Kotharkar has also been involved in some fascinating heat studies. One of these involved finding out the outdoor thermal comfort point, or the neutral temperature where people feel neither hot nor cold. This can help, she says, urban planners when they lay outdoor spaces like parks. Kotharkar and her team interviewed around 1,700 people across multiple locations over two-and-a-half months to find this temperature point. Another involved interviewing people to find out about their perceptions of heat. Here, they interviewed somewhere between 400 to 460 individuals who worked outdoors, like auto-rickshaw drivers and vegetable vendors, who had a high exposure to heat. Although the temperatures sometimes touched 45 degrees Celsius, many often appeared nonchalant. Kotharkar is hesitant to draw conclusions, given the small sample size of the study, but one of the interesting discoveries she made, she says, is that individuals who had lived in warmer climates like Nagpur for several generations tended to be better equipped to deal with the heat than migrants from elsewhere. “Traditionally, when the mechanical means of cooling were not available, people made lifestyle modifications during summers, right from the kind of food that they ate, the amount of fluid intake, the kind of clothes they wore, the activities they were involved in and the timing of those activities. We observed that the people living in hot regions for a long time, say for a couple of generations, were aware of what needs to be done during summer. But the migrants who came from elsewhere were unaware and were most at risk,” she says.
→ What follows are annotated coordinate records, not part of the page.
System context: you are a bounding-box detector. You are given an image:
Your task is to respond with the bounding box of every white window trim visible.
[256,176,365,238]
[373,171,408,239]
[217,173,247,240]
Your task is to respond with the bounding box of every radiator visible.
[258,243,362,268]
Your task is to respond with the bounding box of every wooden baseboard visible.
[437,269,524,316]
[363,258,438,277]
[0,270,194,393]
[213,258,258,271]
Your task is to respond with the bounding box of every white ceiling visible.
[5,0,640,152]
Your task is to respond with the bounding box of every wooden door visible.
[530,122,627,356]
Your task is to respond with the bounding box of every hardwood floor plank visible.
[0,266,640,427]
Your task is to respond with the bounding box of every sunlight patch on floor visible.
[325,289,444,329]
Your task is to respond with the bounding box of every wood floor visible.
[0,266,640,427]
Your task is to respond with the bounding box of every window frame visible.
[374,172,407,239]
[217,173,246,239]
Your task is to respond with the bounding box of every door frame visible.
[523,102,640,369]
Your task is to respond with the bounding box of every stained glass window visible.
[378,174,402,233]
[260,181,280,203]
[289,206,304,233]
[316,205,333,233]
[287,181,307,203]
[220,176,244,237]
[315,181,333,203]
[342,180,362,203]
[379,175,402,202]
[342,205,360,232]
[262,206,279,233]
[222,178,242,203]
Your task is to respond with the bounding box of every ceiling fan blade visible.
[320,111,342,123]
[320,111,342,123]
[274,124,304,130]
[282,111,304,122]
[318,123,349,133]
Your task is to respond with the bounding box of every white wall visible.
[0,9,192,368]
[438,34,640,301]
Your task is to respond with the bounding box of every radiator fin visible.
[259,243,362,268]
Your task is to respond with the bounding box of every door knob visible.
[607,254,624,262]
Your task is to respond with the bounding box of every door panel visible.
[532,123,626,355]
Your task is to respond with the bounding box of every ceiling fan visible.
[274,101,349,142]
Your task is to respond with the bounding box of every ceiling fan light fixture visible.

Studies such as the one to determine the outdoor thermal comfort point are routinely done in the West but tend to be rare in India. But as heatwaves become more common and severe in the country, Kotharkar says, such studies, and interventions to tackle heatwaves, will become more common.
In Mumbai, Gilani says that of all the solutions they have come up with so far, the rooftop garden and the aluminium foil chain-sprocket have provided the best results, cooling many homes by several degrees. In all, they have come up with 25 solutions, each in various stages of completion. Many of the finished products are being further tweaked and improved upon.
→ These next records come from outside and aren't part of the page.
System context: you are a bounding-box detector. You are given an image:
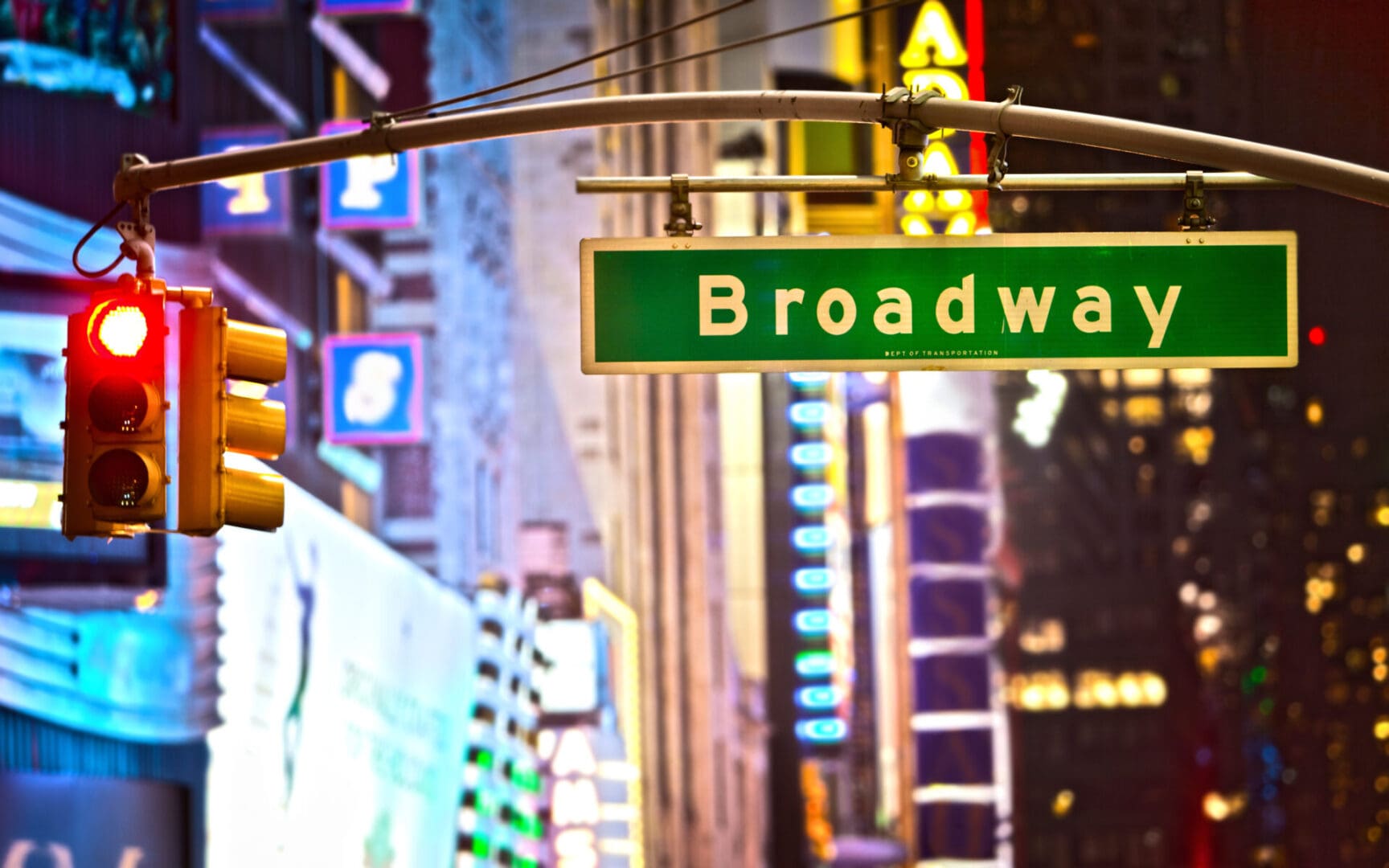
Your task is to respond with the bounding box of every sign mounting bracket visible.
[1177,170,1215,232]
[664,175,704,237]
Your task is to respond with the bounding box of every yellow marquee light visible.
[1202,792,1229,822]
[1051,790,1075,817]
[897,0,969,69]
[1307,397,1326,428]
[901,214,935,235]
[1114,672,1143,708]
[946,211,973,235]
[1139,672,1167,706]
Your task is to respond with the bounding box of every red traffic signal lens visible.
[88,448,150,507]
[88,375,158,433]
[90,301,150,358]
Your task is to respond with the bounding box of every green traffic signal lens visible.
[88,375,150,433]
[88,448,150,507]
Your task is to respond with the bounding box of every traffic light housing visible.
[61,275,168,538]
[178,304,289,536]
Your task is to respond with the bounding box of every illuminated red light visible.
[96,304,150,358]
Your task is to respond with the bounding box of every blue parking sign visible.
[318,121,420,229]
[324,334,425,444]
[200,126,289,235]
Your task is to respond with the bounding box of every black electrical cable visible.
[383,0,753,122]
[413,0,920,118]
[72,202,125,279]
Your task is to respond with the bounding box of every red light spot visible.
[96,304,150,358]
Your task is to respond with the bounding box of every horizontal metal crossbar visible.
[574,172,1293,193]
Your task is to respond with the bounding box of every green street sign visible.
[580,232,1297,374]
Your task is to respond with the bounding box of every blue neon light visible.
[793,608,830,636]
[786,401,830,428]
[790,525,830,553]
[796,718,849,744]
[789,443,835,468]
[796,685,840,711]
[790,482,835,511]
[790,567,835,595]
[796,651,835,678]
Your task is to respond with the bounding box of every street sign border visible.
[580,229,1297,374]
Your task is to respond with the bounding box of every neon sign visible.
[318,121,421,229]
[786,374,853,746]
[899,0,989,235]
[200,126,289,235]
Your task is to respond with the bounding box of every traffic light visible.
[63,275,168,538]
[178,302,289,534]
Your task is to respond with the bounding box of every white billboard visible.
[207,485,475,868]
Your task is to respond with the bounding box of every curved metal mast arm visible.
[113,90,1389,207]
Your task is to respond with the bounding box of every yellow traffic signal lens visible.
[88,375,157,433]
[95,304,150,358]
[88,448,150,507]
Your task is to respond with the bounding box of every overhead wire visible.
[72,202,125,279]
[385,0,754,121]
[391,0,920,118]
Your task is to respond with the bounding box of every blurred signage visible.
[899,374,1013,860]
[0,0,178,111]
[580,232,1297,374]
[538,727,639,868]
[535,620,601,715]
[207,474,477,868]
[0,771,191,868]
[197,0,284,21]
[318,0,416,15]
[200,126,289,235]
[897,0,989,235]
[324,334,424,444]
[785,372,854,746]
[319,122,421,229]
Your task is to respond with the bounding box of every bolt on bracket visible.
[1177,170,1215,232]
[664,175,704,237]
[878,84,944,182]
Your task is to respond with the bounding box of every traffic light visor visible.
[90,300,150,358]
[88,448,164,508]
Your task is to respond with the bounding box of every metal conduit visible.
[113,90,1389,207]
[574,172,1293,193]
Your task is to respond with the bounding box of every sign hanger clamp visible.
[989,84,1022,190]
[662,175,704,237]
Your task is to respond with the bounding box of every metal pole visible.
[574,172,1293,193]
[113,90,1389,207]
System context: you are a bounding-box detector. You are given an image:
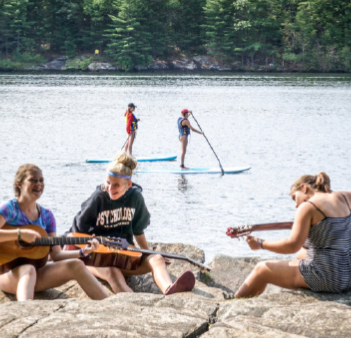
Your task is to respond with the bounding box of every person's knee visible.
[104,266,124,282]
[149,254,165,265]
[254,262,268,277]
[66,258,86,272]
[18,264,37,278]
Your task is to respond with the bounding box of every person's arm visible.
[340,191,351,206]
[49,232,100,261]
[71,191,101,234]
[247,203,314,254]
[182,120,204,135]
[134,234,149,250]
[0,214,41,243]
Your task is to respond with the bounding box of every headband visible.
[107,171,132,180]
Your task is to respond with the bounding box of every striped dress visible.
[299,195,351,292]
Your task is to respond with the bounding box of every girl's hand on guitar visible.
[246,236,262,250]
[163,257,172,265]
[84,235,100,255]
[20,229,41,243]
[226,227,236,238]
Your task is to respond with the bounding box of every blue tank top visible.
[178,117,190,137]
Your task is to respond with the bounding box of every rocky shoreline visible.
[0,55,308,73]
[0,243,351,338]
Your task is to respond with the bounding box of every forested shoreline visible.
[0,0,351,72]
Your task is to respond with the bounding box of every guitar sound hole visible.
[19,241,32,248]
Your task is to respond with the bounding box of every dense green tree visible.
[202,0,235,56]
[106,0,152,70]
[0,0,351,71]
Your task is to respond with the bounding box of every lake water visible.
[0,73,351,263]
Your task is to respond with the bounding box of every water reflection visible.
[178,175,188,192]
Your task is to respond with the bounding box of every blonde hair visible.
[107,151,137,180]
[13,163,42,197]
[290,171,332,195]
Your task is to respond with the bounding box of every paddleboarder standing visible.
[177,109,204,169]
[124,103,140,155]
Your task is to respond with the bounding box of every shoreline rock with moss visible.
[0,243,351,338]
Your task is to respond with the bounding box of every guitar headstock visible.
[101,237,129,250]
[226,224,253,239]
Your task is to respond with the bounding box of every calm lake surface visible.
[0,73,351,263]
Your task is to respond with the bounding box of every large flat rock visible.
[0,293,218,337]
[0,250,351,338]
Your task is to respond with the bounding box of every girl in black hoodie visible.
[70,152,195,295]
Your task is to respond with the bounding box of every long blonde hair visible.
[290,171,332,195]
[13,163,42,197]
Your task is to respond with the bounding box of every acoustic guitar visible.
[0,224,126,274]
[0,224,210,274]
[70,233,211,271]
[226,222,293,239]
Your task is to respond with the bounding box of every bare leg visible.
[35,259,108,300]
[0,264,37,301]
[128,130,135,155]
[87,266,133,293]
[122,255,172,293]
[235,260,309,298]
[179,136,189,169]
[296,248,307,259]
[124,134,130,153]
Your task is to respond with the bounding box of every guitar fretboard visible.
[31,237,101,246]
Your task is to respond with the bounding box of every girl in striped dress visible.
[235,172,351,298]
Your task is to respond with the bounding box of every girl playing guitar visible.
[0,164,108,301]
[70,152,195,295]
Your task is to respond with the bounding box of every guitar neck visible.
[250,222,293,232]
[30,237,101,246]
[127,247,211,271]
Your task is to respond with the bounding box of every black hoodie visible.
[69,184,150,245]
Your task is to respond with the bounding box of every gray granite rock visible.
[171,58,197,70]
[88,62,118,72]
[149,60,170,70]
[36,58,66,70]
[193,55,231,71]
[0,250,351,338]
[199,255,282,298]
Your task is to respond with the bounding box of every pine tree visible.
[106,0,152,70]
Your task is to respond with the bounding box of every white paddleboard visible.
[85,155,177,163]
[135,166,251,175]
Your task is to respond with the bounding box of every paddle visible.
[191,112,224,176]
[121,135,129,150]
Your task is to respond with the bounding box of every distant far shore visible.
[0,55,350,74]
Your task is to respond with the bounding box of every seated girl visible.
[235,172,351,298]
[0,164,108,301]
[66,152,195,295]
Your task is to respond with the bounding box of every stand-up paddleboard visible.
[135,167,251,175]
[85,155,177,163]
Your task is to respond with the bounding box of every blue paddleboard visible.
[135,166,251,175]
[85,156,177,163]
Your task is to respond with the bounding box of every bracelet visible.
[256,238,264,249]
[79,249,89,258]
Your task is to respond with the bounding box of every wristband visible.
[256,238,264,249]
[79,249,88,258]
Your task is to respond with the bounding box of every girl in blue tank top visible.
[0,164,108,301]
Gilani and his team are currently in talks with civic authorities to have some of these solutions incorporated in HAPs, perhaps deployed temporarily as part of an annual drive before heatwaves, in the way civic authorities prescribe measures before a flood. In the near future, he hopes these solutions can be scaled up across several cities through cities’ electric utility-funded programmes and micro-business enterprises of women’s cooperatives.
Back in Pune, Yadav is talking about the benefits of his rooftop garden. Several neighbours have been pestering him, he says, to help them establish such gardens too. “It isn’t just that the system has cooled down my house considerably,” he says. “There are other benefits too. I’m now growing chillies, eggplants, and different types of greens.”